As a coach working one-on-one with public speakers to help them ignite their voices, I’ve identified three common mistakes speakers make.
First, nothing is more off-putting in a speech than being inundated with technical jargon and data. Relying on industry lingo as a safety blanket can backfire. Hiding behind a litany of buzzwords is a recipe for people tuning out.
All too often, speakers are disconnected from what they really want to say. They’re reluctant to speak from their authentic, emotive core, which is what attracts people to listen. No one wants to watch a puppet read a PowerPoint presentation; they want a compelling conversation that leads them to a specific end point.
Which brings me to the last and possibly worst misstep: not telling the audience what you want from them at the beginning. Forcing people to wade through random information that you’ll unfold at the end wastes their time because you haven’t established the link to what’s in it for them. Clearly stating your call to action upfront is a far better strategy.
I recommend answering the question on everyone’s mind: “Now, what do you want me to do?”

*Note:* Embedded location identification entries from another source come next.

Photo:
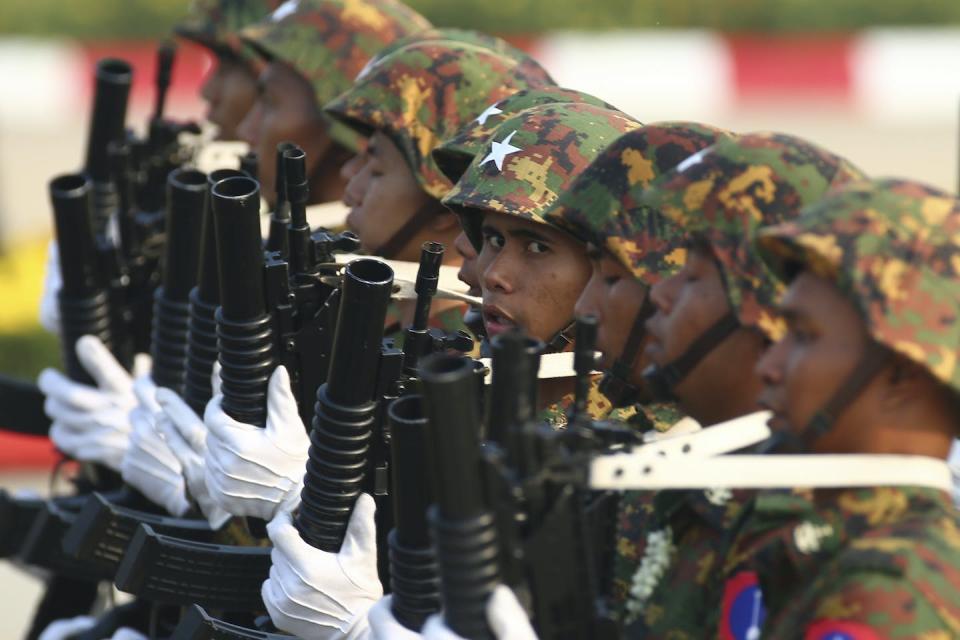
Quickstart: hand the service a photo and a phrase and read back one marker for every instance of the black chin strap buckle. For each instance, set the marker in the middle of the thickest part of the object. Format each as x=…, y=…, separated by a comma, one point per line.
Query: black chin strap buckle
x=872, y=360
x=661, y=381
x=561, y=340
x=615, y=384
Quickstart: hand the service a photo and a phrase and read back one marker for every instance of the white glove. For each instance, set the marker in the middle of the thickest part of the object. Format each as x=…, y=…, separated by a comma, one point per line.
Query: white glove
x=252, y=471
x=506, y=618
x=318, y=595
x=67, y=627
x=52, y=283
x=91, y=423
x=186, y=436
x=126, y=633
x=383, y=626
x=149, y=465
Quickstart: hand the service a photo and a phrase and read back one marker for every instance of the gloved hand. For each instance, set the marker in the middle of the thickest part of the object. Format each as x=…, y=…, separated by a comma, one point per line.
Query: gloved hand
x=91, y=423
x=506, y=618
x=318, y=595
x=149, y=465
x=252, y=471
x=52, y=283
x=67, y=628
x=186, y=437
x=383, y=626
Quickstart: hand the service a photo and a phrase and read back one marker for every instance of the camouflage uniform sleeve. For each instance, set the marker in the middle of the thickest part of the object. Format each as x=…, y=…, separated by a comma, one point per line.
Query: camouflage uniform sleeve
x=878, y=604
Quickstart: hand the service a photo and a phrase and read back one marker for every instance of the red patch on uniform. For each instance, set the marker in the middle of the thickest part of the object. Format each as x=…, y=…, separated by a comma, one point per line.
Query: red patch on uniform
x=743, y=611
x=840, y=630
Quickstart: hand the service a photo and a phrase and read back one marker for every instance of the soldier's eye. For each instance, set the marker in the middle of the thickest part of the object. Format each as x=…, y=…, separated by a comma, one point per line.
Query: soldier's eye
x=537, y=247
x=495, y=240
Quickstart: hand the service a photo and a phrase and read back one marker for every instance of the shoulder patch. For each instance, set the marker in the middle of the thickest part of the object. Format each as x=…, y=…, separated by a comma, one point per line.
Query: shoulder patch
x=743, y=610
x=840, y=630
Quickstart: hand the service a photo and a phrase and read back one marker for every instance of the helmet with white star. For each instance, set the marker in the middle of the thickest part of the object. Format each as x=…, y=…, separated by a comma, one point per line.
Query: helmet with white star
x=530, y=159
x=454, y=155
x=423, y=93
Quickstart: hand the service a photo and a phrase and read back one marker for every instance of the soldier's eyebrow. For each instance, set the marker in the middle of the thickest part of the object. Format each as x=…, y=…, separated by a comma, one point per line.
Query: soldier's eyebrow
x=528, y=234
x=791, y=315
x=594, y=252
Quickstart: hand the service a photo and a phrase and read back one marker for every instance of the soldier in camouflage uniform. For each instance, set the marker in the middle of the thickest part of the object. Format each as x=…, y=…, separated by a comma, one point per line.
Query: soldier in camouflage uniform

Be the Speaker You Want to Hear
As a speech giver, the onus is on you to be understood. If not, it’s your responsibility to determine how to make a cohesive, relevant connection between you, your content, and the audience. Here are three ways to connect and compel in your own public speaking adventures:
1. Build personal rapport.
How you begin is as important as how you end, so find the hook that primes your audience to want to hear more. People don’t want to be talked to; they itch for a personal connection — especially Millennials.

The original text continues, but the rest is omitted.